My experiences in Seattle prior to the current trip I'm on have been brief. In the first, I drove though it via Greyhound bus on the way into Vancouver in 2000. In the second I was headed back to San Francisco and decided to take the train home instead of the bus - which was a painful experience, I promise you... and yet I had to take the bus from Van to Seattle to go through customs, and then hop on the train in Seattle.
But this trip has been much more informative and entertaining.
I got in late Friday afternoon, just in time for a tour of my hotel (the Fairmont Olympic, which is freakin' fabulous, I have to say) and dinner. I retired to my room and did a little work, then fell into a deep, Sleeping Beauty-like sleep in a bed that was so comfortable it felt like I was snoozing on a cloud. I remembered the feel from this bed, and I couldn't place why until the next morning: I'd stayed at a Fairmont when I was in Barbados. Gotta love consistency.
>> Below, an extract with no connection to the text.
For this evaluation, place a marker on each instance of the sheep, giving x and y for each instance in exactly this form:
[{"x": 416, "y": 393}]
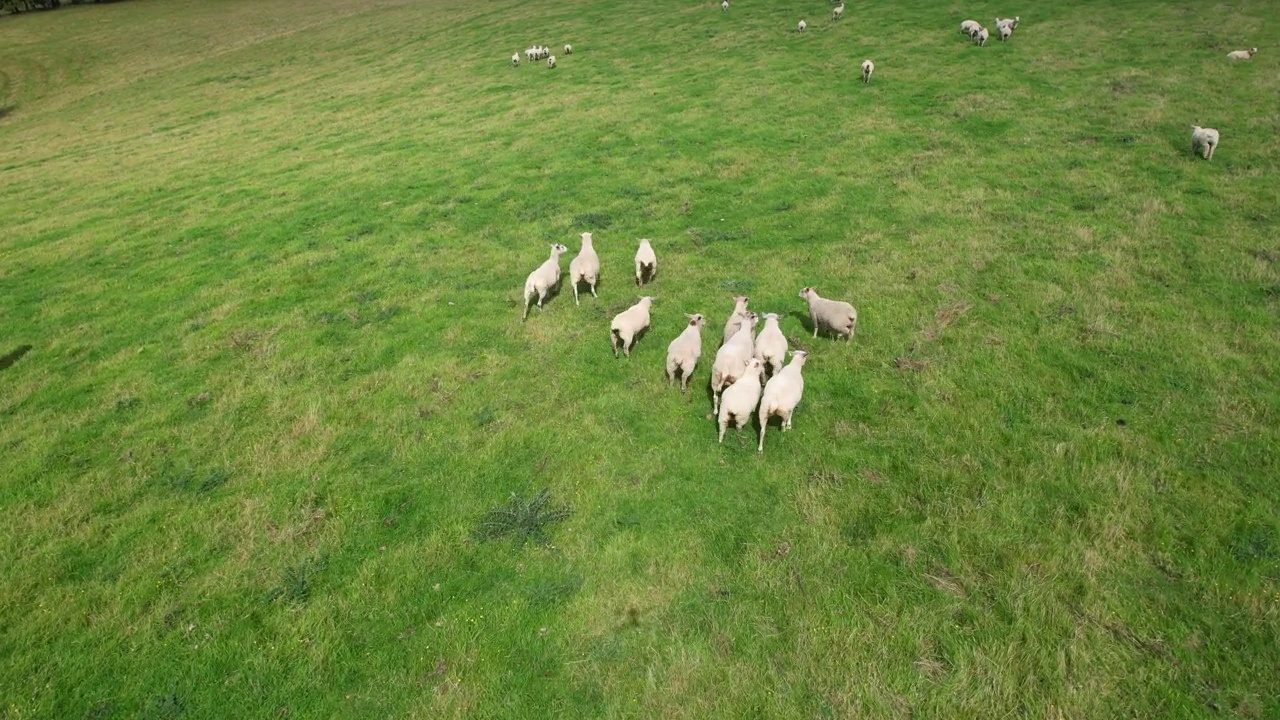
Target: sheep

The trip I'm on is focused on sustainable eating, so we kicked off our day by wandering Pike Market with chef Gavin Stephenson. Gavin is a rock star, but a humble one. He's celeb-chef caliber and then some, but without all the BS attitude that comes along with that. As he walked us through the market and took us into stores, he was greeted warmly - like family. It was cool to see. We also made a pit stop at the world's first Starbucks, where I nabbed myself a decaf soy latte (thanks, Shar, for the suggestion) before becoming mesmerized by the rows and rows and rows of tulips. It was super hard for me not to buy any. If only they'd last a plane, train and automobile ride home...
One of the spots we stopped at - besides the place where they throw fish - is the Daily Dozen Donut Stand. They make mini-donuts kind of like those ones they sell at the Conklin fairs (like Stampede and Klondike Days), except they also have ones with powdered sugar and sprinkles. One of my travel mates eyed the sprinkled ones... which were red and green.
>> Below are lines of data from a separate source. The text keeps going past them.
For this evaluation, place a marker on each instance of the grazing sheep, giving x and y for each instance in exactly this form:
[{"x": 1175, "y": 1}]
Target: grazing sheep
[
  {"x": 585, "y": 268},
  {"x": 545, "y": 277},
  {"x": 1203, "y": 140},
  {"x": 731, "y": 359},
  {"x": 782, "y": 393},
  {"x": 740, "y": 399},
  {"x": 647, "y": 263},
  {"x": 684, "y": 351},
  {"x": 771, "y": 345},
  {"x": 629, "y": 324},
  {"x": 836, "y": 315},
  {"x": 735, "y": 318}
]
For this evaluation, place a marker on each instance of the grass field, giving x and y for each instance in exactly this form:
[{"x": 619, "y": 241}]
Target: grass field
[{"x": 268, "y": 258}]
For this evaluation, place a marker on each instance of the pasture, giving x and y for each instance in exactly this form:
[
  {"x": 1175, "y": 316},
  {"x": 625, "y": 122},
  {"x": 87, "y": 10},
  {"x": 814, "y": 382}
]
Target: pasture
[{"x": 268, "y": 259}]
So what do I say? "They look like Christmas!" (Naturally.)
"I was thinking that too!" she said.
"I'm nuts about Christmas," I admitted.
"Me too. December first? The music comes on."
I wrinkled my nose. "You wait that long? I start as soon as Halloween's over."
(This reminds me of a conversation I had with Sharolyn, wherein she was looking at a home that I thought would be fabulous to decorate for the holidays. She said, "Yes, the sacred holiday of Christmas that starts October 31 and finishes December 26th." I'm so impressed. It only took me nine years to get her to understand!)
Anyway.
Our next plan of attack? Take a sea plane out to Penn Cove Shellfish Farm. In the past I've joked with people that I have acute boat narcolepsy, where I'm able to fall asleep the second I set foot on a boat (I had to stop telling this joke because people took me seriously when I said this and became deeply concerned that I had a serious condition.) I can't say that happened on the sea plane, but something about it was deeply relaxing and put me into a meditative state. I have no idea what that was about, but whatever, I went with it. It must be something about the white noise of the engine that made me so relaxed.
We landed at a dock and deplaned, then hopped aboard a boat that took us out to the mussel farms. It reminded me of the pearl farms I saw in Tahiti, except without the little houses. Oh, and it was cold. Very cold. Mainly because it was misting rain and a bit windy, so the combination of the two chilled us all to the bone. I think the only thing that kept us going was how fascinating the explanation behind the farming was. We saw baby mussels on the line, then scooted over to the oyster farm, where we ate freshly-shucked oysters.
This is when one of my travel mates asked that time-honored question: "Are oysters really an aphrodisiac?"
I snickered... because I was debating asking the same thing.
Our host went through an explanation of how it is for men more so than women, that high zinc content helps, and then he said, "I probably shouldn't go here, but I'm gonna..." And he shucked an oyster, separated it from the shell and drew his shucking knife down the side, then gently started to pull it apart and peel it back until it started to look like... the folds of...
"Can you zap that in the microwave for about a minute?" he asked one of his co-horts, who did exactly that and returned exactly a minute later.
And wouldn't you know, it looked like a--
"See, right there is the little man in the canoe," explained our host. "Which I've only ever heard about, I've never found it."
So many pictures were taken that you'd think Lindsay Lohan, Britney Spears and Paris Hilton had been caught together in flagrante delecto.
"The way I see it," he continued, "If it can do that, you never know what it can enhance. It's good for both of you, you know?"
So there you go. The more you know.
Early tomorrow morning I'm off to Vancouver via train, where I will be partaking in a reunion 20 years in the making. You will likely hear the squealing from wherever you are.